I began writing this book in Northmead, Australia and finished it in Sofia, Bulgaria after a train journey with Christina Petterson across Europe from northwest to southeast. On the way we walked through the Jewish quarter and over the Pest hill of Budapest, were thrown off a train at the Romanian border, travelled over incomplete tracks and through half-rebuilt villages in Serbia only to stay at the magnificent Hotel Moskva in Belgrade, home of the Lefebvre archives. Finally we made our way on an ancient train that slowly rocked its way to Sofia. There, in the midst of the ambiguous and troubled imposition of the worst of US-style capitalism, and after Christina returned to Copenhagen, I found a small second-century Christian church within the walls of the presidential palace. Built before the conversion of Constantine, perhaps at the time when the last of the New Testament texts were being written, in fact before the canon of the New Testament itself had been determined, it came as a complete surprise. Now it is, of course, a fascinating and contested site: re-opened once again as an Orthodox church, after some five centuries as a mosque and then, for half a century, neglected under Communist rule, it marks both a futile re-assertion by the church of its lost power and the sheer indifference of most Bulgarians to Christianity or even religion of any sort. Much of what this book covers is or will be contested, fascinating, occasionally well-known but mostly surprising territory. I should say, for those who may harbour some suspicions, that my agenda here is not to uncover or debunk these Marxists by uncovering some badly kept theological secrets. Rather, given the crucial role of the Bible and theology in their work, we ignore those elements at our peril.

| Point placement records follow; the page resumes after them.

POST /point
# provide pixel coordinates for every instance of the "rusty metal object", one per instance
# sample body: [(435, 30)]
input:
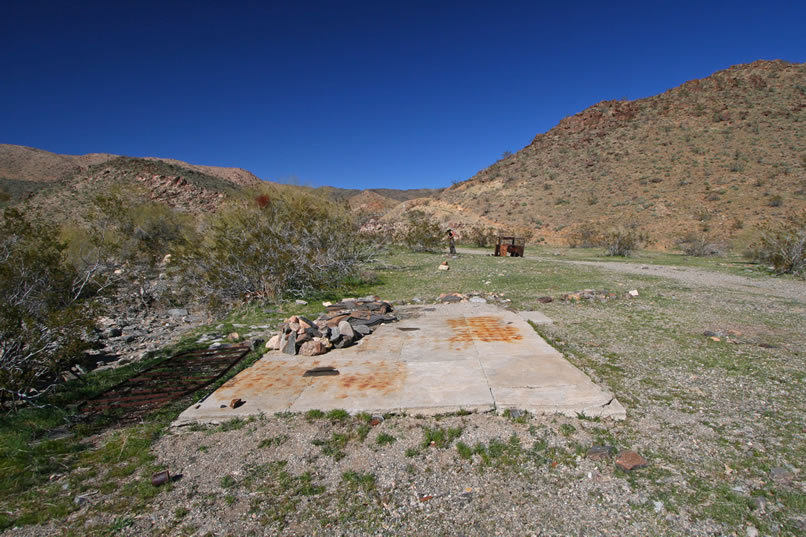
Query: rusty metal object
[(325, 371), (512, 246), (486, 328), (166, 381)]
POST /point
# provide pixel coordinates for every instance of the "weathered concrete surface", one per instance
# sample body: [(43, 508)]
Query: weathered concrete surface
[(436, 359)]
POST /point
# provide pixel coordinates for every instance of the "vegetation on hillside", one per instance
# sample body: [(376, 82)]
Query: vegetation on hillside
[(47, 308)]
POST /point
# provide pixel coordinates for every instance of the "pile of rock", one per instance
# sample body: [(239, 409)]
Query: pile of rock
[(343, 324)]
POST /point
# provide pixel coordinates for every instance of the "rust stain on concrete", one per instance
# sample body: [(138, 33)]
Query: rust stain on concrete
[(486, 328)]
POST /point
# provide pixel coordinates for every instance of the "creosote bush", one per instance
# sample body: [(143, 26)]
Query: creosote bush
[(587, 235), (277, 244), (783, 245), (481, 236), (622, 241), (698, 245)]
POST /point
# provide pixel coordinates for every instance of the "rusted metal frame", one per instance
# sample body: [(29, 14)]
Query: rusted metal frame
[(141, 398)]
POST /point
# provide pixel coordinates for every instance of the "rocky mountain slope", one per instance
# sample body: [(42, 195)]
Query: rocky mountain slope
[(49, 181), (720, 155)]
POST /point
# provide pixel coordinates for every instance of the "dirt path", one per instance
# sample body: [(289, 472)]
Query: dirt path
[(793, 290)]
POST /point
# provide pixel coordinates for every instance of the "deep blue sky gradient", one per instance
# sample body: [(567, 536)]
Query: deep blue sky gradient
[(353, 94)]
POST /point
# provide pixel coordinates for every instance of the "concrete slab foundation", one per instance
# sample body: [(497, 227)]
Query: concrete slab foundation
[(537, 317), (436, 359)]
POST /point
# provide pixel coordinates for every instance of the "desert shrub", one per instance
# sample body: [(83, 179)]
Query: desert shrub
[(421, 234), (622, 241), (46, 311), (587, 235), (699, 245), (481, 236), (783, 245), (136, 231), (295, 244)]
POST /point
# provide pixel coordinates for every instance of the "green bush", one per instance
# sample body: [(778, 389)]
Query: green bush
[(46, 311), (136, 231), (622, 241), (481, 236), (289, 243), (586, 235), (698, 245), (783, 245), (421, 234)]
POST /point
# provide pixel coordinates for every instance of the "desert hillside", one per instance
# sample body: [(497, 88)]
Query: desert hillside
[(721, 155)]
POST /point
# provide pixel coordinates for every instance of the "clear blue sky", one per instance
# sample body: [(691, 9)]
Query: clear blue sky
[(353, 94)]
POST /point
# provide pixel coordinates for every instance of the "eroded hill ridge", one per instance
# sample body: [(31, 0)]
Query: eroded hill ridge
[(718, 155)]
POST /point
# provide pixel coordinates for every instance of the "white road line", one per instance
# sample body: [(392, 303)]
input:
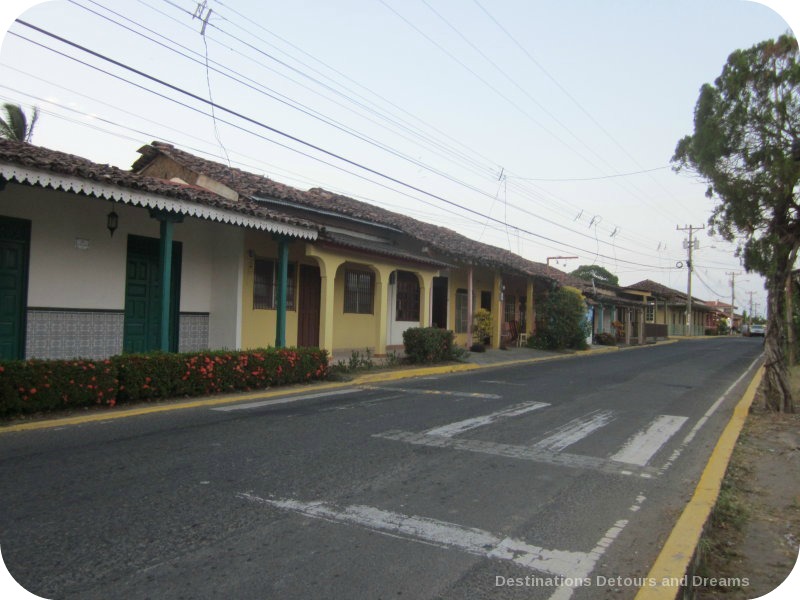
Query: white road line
[(643, 445), (445, 535), (702, 420), (250, 405), (562, 459), (574, 431), (458, 427), (565, 592)]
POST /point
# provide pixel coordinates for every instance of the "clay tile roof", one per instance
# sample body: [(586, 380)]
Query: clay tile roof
[(61, 163), (648, 285), (446, 241)]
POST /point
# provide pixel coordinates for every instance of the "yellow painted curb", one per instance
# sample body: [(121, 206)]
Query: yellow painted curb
[(362, 379), (673, 562), (147, 410)]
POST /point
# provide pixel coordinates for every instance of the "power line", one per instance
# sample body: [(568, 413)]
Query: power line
[(564, 90), (594, 178), (525, 192), (212, 104), (283, 134)]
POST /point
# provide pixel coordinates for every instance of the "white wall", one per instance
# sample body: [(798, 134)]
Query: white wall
[(227, 267), (64, 276)]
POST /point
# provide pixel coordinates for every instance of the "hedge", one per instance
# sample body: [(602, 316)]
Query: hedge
[(428, 344), (35, 385)]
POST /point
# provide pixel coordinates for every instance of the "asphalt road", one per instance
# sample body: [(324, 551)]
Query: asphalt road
[(555, 480)]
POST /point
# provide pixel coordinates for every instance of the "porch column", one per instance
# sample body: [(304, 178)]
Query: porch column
[(166, 221), (641, 326), (425, 298), (497, 315), (282, 281), (381, 307), (470, 313), (328, 265), (628, 326), (529, 307)]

Let me thank those who have been part of the process of the book. Many have been graceful enough to listen to, read and comment on earlier versions of sections of this book - biblical scholars, literary critics, philosophers and other sundry Marxists. In particular, various audiences in Australia, Europe and North America have provided lively feedback to papers that gradually made their way, after many reformulations, into the book. However, the major context has been the Bible and Critical Theory Seminar, perhaps the most important forum for critical biblical studies in Australia today, where a whole wealth of comments and discussions have taken place of various parts of this book. As far as individuals are concerned, I would like to thank Fred Jameson, Ken Surin, Cath Ellis, Deborah Bird Rose, John Docker, Andrew Milner, David Roberts, Kate Rigby, George Aichele, Ed Conrad, Ibrahim Abraham and Peter Thomas, who have discussed and/or read sections of this work. However, the greatest thanks go to Fiona Marantelli and Matt Chrulew, my untiring research assistants who undertook the formidable task of comment, formatting and editing with gusto.

A note on translations: my references are to the existing English translations, mainly because these are easier to find for most. Yet there are many snares in doing so and I have cross-checked every translation with the German and French, altering where necessary. Only with the Italian have I relied wholly on the English translations, for Italian is beyond me. As I know from biblical criticism, translation is always a vexed issue, even though one always benefits from the hard work of others. Apart from the incomplete status of translations, notably with Lefebvre, Althusser's early work, Gramsci's prison notebooks, and some of Bloch, the translations themselves are, as is often pointed out, patchy, with E.B. Ashton's effort on Adorno's Negative Dialectics the most woeful of the lot. Fortunately, Robert Hullot-Kentor's work on Kierkegaard is one of the examples of how translation should be done; fortunate for me since it is one of the major texts on which I focus in my discussion of Adorno. The situation with Benjamin is perhaps the most uniform and extensive, with recent translations of swathes of texts and the quality is generally quite good. But, even so, what appears to be a reasonably good translation may turn out to have its pitfalls. For instance, J.T. Swann's translation of Bloch's Atheismus im Christentum has a knack of leaving out the odd phrase, sentence or section. What we end up with is in many respects an abridged version. And John Osborne's generally good translation of Benjamin's Trauerspiel book offers some curious, and, for my argument, crucial, glosses, such as the unaccountable translation of Heilsgeschichte, salvation history, as 'story of the life of Christ'. Of course, the translations themselves have generated a whole new wave of criticism that demands yet more translations and re-translations, Robert Hullot-Kentor's work with Adorno's Aesthetic Theory and Dialectic of Enlightenment being the most notable. Sometimes, that criticism is somewhat skewed, depending heavily on the choice of which texts to translate, as the history of translations of Lefebvre and Gramsci shows only too clearly.